The purpose of this paper is to show recent experimental corroboration of the trapped oil relationship and to demonstrate the impact of the trapped oil relationship on reserves determination in oil-water transition zones. First, fundamental issues for appropriate selection of rock-fluid properties for characterizing transition zones are addressed. Graphical illustrations are presented to compare and contrast conventional methods for characterizing transition zones with an improved characterization method that requires additional rock-fluid property measurements.

Then, results from laboratory studies of recovery from transition zones are used to demonstrate features of the improved characterization method. These results show that oil in the transition zone is much more mobile and recoverable than is assumed by the conventional approach.

For these laboratory studies, unconsolidated packs of sand, glass beads, and plastic beads were used. The media were varied to observe the effects of wett ability and grain size on transition zone properties. It is believed that the variety of media qualitatively represent what would be observed for actual reservoir formations. Local saturations in the transition zones were correlated to gray level of video images of the surface of the packs. The laboratory methods for unconsolidated media could be extended in the future to reservoir rock (having much lower permeabilities) with centrifuge technology.

Finally, the effect of the trapped oil relationship on reserves determination is shown with an extended black oil simulation that incorporates the effects of relative permeabilities on reserves determination.


Numerical models for matching historical production and forecasting performance of hydrocarbon reservoirs rely heavily on numerous types of core measurements: porosity, absolute permeability, and formation compressibility, plus capillary pressure and relative permeabilities. Capillary pressure and relative permeability are of primary concern in this paper. Capillary pressure data translate to the hydrocarbon saturation profile as a function of height in a reservoir. Also, gradients of capillary pressures during displacement processes influence movement of fluids. Relative permeabilities provide information on fluid mobility and the amount of hydrocarbon recovery as a function of time.
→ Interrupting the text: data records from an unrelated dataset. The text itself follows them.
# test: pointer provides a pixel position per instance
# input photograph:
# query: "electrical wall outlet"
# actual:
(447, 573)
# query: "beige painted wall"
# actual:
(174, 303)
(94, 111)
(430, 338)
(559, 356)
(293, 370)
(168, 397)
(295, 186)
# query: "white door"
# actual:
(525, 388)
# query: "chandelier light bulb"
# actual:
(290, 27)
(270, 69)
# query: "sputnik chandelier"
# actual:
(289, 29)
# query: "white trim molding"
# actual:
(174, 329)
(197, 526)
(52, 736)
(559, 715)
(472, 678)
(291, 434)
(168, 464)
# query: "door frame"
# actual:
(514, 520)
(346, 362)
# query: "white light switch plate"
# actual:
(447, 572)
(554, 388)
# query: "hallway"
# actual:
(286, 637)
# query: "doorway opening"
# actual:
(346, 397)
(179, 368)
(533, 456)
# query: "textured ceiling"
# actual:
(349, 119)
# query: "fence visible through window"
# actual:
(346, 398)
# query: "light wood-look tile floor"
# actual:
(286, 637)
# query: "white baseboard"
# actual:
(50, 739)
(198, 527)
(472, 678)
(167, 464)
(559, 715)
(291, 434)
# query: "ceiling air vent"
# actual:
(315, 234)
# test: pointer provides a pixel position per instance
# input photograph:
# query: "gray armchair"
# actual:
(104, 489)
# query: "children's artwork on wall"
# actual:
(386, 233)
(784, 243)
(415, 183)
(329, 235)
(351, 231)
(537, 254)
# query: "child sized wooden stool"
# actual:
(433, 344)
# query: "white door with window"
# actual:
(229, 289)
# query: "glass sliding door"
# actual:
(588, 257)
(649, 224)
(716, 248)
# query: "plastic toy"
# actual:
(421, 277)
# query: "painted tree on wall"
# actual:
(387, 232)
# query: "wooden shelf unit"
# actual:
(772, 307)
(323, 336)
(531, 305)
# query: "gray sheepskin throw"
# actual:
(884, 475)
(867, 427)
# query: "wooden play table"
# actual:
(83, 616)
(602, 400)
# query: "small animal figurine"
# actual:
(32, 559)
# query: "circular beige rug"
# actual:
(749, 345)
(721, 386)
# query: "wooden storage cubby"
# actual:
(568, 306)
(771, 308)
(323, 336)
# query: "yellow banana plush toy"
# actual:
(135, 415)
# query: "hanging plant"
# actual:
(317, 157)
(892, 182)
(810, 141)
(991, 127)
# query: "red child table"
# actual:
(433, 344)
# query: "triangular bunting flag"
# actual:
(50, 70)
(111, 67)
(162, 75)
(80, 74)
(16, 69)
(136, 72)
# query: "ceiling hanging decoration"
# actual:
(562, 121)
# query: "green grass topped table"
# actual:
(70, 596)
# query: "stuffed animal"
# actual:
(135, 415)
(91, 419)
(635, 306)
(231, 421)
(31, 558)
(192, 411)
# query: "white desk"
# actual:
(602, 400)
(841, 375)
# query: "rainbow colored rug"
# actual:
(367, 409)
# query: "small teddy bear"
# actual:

Conventionally, primary drainage capillary pressure and waterflood relative permeabilities have been used to determine the depth of the lower productive limit of a transition zone, the percentage of hydrocarbon recovery, and the percentage of unrecoverable hydrocarbons from waterflooding. Here, a transition zone is defined as an interval that produces both oil and water during primary recovery. Transition zones affect

  • volumetric calculations of original oil in place,

  • simulation of oil recovery for various operational alternatives,

  • determinations of the spatial distributions of recoverable oil for well placement, completion interval determinations,

  • dimensions of the reservoir limits, and

  • the amount and distribution of unrecoverable oil by conventional methods.